While this specific example was for a create statement, the algorithm is much the same for insert, update, and merge statements. The trick for all lies in figuring out which are the “root” columns.
Challenges
While the above steps may seem simple, they hide enormous challenges. These include:
- In the customers example above, there are a many select * statements in the query. This means that we must query the schema of the table to determine which tables are being selected, and dynamically add those back into the IR.
- It can be difficult to distinguish between “direct” lineage that comes from selected data vs “filter” lineage that comes from where clauses. This is only solvable at the AST level, as we must parse out which type of lineage the column would be.
- The logic to traverse CTEs is quite complex. CTEs can also have select * statements. Additionally, you can actually have nested CTEs. It’s tricky to recursively search through layers of CTEs to find real lineage.
- Our customers example above is quite simple, but in the real world SQL statements can be thousands of lines long, and have hundreds of CTEs and thousands of columns. Performance concerns become very relevant at this scale.

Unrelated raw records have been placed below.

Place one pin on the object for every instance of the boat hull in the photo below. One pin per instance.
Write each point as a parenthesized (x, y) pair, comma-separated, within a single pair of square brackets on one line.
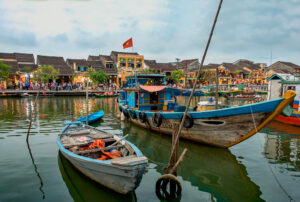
[(227, 130), (294, 119), (222, 128), (117, 178)]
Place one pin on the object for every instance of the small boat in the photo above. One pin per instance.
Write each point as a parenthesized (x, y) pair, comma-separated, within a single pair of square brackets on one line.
[(92, 117), (26, 95), (105, 158), (242, 97), (152, 107)]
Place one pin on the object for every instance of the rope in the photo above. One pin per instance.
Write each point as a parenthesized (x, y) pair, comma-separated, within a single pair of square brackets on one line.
[(197, 78), (158, 163)]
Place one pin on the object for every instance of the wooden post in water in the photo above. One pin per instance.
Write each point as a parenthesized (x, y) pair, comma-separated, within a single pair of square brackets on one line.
[(87, 101)]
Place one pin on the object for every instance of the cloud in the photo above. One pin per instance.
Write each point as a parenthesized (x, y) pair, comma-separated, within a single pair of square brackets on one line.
[(162, 30)]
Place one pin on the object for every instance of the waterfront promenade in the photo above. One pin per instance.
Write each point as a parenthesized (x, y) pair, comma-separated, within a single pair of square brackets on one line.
[(75, 92)]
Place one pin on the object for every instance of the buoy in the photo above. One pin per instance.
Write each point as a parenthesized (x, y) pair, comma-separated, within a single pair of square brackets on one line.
[(168, 187)]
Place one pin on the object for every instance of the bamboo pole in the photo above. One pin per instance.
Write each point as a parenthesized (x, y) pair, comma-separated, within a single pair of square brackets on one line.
[(87, 101), (179, 161), (198, 75), (217, 86)]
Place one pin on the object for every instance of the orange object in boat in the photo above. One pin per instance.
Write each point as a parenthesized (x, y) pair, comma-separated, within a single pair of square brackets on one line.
[(113, 154), (103, 157), (97, 144)]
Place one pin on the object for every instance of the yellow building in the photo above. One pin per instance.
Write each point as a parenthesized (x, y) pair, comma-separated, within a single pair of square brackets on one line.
[(127, 63)]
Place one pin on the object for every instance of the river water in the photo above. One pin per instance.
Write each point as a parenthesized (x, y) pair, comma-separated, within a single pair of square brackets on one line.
[(265, 167)]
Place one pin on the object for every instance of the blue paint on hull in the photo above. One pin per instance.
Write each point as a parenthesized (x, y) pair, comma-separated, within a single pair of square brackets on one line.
[(261, 107), (92, 117)]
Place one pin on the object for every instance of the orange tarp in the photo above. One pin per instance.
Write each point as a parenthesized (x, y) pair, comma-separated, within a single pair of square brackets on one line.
[(152, 88)]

- There are interesting challenges when covering insert statements, as the position of the columns becomes important and must be carried through many layers.
Learnings
- Building our own SQL parser was key to building column-level lineage. We found that many problems could only be or were mostly easily solved at the parser level when building our AST. The whole parser → AST → IR pipeline is unavoidably coupled. Having control over the whole stack allowed us to iterate quickly and solve problems at the right level.
- Building a comprehensive test suite was key to making sure we could confidently make changes and iterate on lineage parsing stack. There’s a ton of complex logic and edge cases to solve, so we have extensive test coverage to ensure that new changes don’t break things. To make sure we would actually write tests, we made it easy to add a new test case by just plopping in a raw query and allowing people to define high level assertions.
- Testing on real world data is key. The queries we see every day are significantly more complex than anything we encountered in documentation or examples online.
Future Work
While our lineage solution is comprehensive now, we are constantly improving our parser and coverage. We are also working to handle more complex update chains that pass through temporary tables and schemas.